On 16th January, the Security Board of Nepal (SEBON) released the regulation on SME securities trading — Securities Issuance and Transactions of Small and Medium Enterprises Regulation, 2081.
The approved regulation paves the way for companies with a maximum capital of NRs 250 million to raise capital through the secondary market while their securities will be traded under the sub index category of the Nepal Stock Exchange (NEPSE). Earlier, the initial draft proposed a separate platform to facilitate the trading of shares but later finalised on the sub index category.
What’s in the regulation?
- SMEs can issue shares after one financial year of operation.
- If a company undergoes a merger or changes in shareholding, it must re-register its securities, following the same process as the initial registration.
- The institution must prepare a prospectus and submit it to SEBON for approval, including detailed information about its capital structure, financial statements, agreements with issue managers, and fees.

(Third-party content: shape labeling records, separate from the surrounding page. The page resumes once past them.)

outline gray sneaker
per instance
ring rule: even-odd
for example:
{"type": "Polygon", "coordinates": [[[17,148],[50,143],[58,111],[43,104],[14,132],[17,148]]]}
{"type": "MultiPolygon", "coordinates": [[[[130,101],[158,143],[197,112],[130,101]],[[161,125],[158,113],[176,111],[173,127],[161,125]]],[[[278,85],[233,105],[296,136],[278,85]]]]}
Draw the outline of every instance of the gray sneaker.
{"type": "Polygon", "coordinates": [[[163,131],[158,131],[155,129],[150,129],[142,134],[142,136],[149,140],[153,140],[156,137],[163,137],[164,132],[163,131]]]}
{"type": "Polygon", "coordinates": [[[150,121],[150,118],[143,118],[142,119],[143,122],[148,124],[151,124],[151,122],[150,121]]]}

- They can issue IPOs for 30% to 49% of their capital with a face value at NRs 100 while ensuring that their paid-up capital does not exceed NRs 250 million post-IPO.
- Credit rating is not mandatory for SMEs. But SEBON can mandate the rating if found necessary.

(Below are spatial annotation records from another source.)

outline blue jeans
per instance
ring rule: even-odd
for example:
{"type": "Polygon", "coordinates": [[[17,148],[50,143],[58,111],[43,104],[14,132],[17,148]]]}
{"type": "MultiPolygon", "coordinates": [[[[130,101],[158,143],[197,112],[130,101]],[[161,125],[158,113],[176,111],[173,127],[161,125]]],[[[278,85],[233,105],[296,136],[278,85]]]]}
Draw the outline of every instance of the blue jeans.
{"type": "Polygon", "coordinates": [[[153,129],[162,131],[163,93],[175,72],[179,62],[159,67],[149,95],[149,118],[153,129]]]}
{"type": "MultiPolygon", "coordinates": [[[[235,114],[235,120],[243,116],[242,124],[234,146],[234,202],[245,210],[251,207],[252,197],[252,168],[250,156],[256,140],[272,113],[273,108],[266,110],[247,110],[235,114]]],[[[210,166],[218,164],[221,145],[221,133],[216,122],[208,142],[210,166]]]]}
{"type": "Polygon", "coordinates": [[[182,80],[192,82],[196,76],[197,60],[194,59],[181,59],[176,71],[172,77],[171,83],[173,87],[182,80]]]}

- Before issuing the IPO, 5% must be purchased by merchant bankers and 15% by institutional investors, both subject to a three year lock-in period.
- If the IPO is undersubscribed (less than 50%), the issuance will be canceled, ensuring that only SMEs with sufficient investors can successfully raise capital through the public.

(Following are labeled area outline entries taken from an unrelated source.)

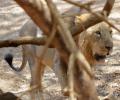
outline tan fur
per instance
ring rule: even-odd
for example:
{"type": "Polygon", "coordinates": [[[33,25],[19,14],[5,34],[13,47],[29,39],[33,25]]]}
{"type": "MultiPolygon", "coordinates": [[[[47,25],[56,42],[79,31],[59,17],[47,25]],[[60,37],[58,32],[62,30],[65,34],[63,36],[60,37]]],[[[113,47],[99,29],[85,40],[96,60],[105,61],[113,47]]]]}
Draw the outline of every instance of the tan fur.
{"type": "MultiPolygon", "coordinates": [[[[28,35],[34,36],[33,33],[34,34],[36,33],[34,26],[35,26],[34,23],[31,21],[28,22],[28,24],[24,25],[21,31],[22,36],[26,35],[26,33],[28,35]],[[35,31],[32,31],[33,30],[32,28],[35,31]]],[[[94,54],[95,53],[99,53],[101,55],[109,54],[110,51],[107,50],[105,46],[112,48],[113,43],[112,43],[112,37],[111,37],[111,29],[110,27],[106,26],[105,23],[95,25],[91,29],[92,30],[87,30],[87,32],[83,32],[79,35],[79,41],[77,44],[79,46],[79,49],[85,55],[88,62],[93,66],[97,63],[97,61],[94,58],[94,54]],[[99,37],[99,34],[95,33],[96,31],[100,31],[102,36],[99,37]]],[[[23,46],[23,48],[24,48],[23,57],[26,58],[26,59],[24,58],[24,62],[28,60],[30,69],[31,69],[31,86],[34,86],[37,84],[40,84],[41,86],[41,81],[42,81],[41,77],[44,70],[44,66],[40,65],[40,61],[36,57],[40,55],[40,52],[42,51],[42,47],[38,47],[38,46],[33,47],[30,45],[27,45],[27,46],[23,46]]],[[[48,66],[53,66],[54,63],[57,63],[56,61],[55,62],[53,61],[54,54],[55,54],[54,50],[52,51],[52,53],[49,51],[47,52],[44,62],[48,66]]],[[[56,59],[59,59],[59,57],[57,57],[56,59]]],[[[62,72],[61,70],[59,70],[60,68],[57,67],[57,66],[61,67],[61,65],[54,64],[54,66],[55,66],[55,68],[53,67],[53,69],[55,69],[54,72],[57,74],[61,85],[64,85],[62,86],[64,88],[67,82],[65,82],[66,77],[63,74],[66,74],[66,73],[62,72]]],[[[41,88],[42,86],[40,87],[40,90],[41,88]]]]}
{"type": "Polygon", "coordinates": [[[94,58],[94,53],[100,55],[107,55],[111,52],[113,47],[111,28],[104,22],[92,26],[85,32],[79,35],[78,46],[82,53],[85,55],[88,62],[93,66],[99,63],[94,58]],[[101,36],[96,32],[101,32],[101,36]],[[111,47],[108,50],[106,47],[111,47]]]}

- The share allotment should be concluded within 15 days from the closing date of subscription
- SMEs must have completed their annual financial audits and general meetings on schedule.
- SMEs can now issue IPOs at a premium rate. To qualify, businesses must demonstrate consistent profitability over the past three years and have a per-share net worth that exceeds their paid-up capital.
- Companies issuing IPOs at a premium can price their share twice their per-share net worth.
- Companies with directors or significant shareholders on the Credit Information Bureau’s blacklist or convicted of crimes related to money laundering or terrorism financing are prohibited from issuing securities publicly.
However, some investors have expressed their concerns that lax regulations could lead to speculative trading or the entry of unstable firms. To mitigate risks, SEBON may need to implement stricter criteria for IPO approvals, ensuring that only financially sound and well-managed companies gain access to public investment.
Overall, this new regulatory framework is a step toward a more inclusive capital market, providing SMEs with much-needed financing avenues while safeguarding investor interests through structured trading mechanisms.
By allowing companies to issue shares after one financial year of operation, SEBON has created an opportunity for emerging businesses, including startups, to raise funds through public investment.
With businesses like Daunne Agro Farm on pipeline to raise funds through the stock market, this policy is expected to foster entrepreneurship, create investment opportunities, and contribute to the country’s economic development.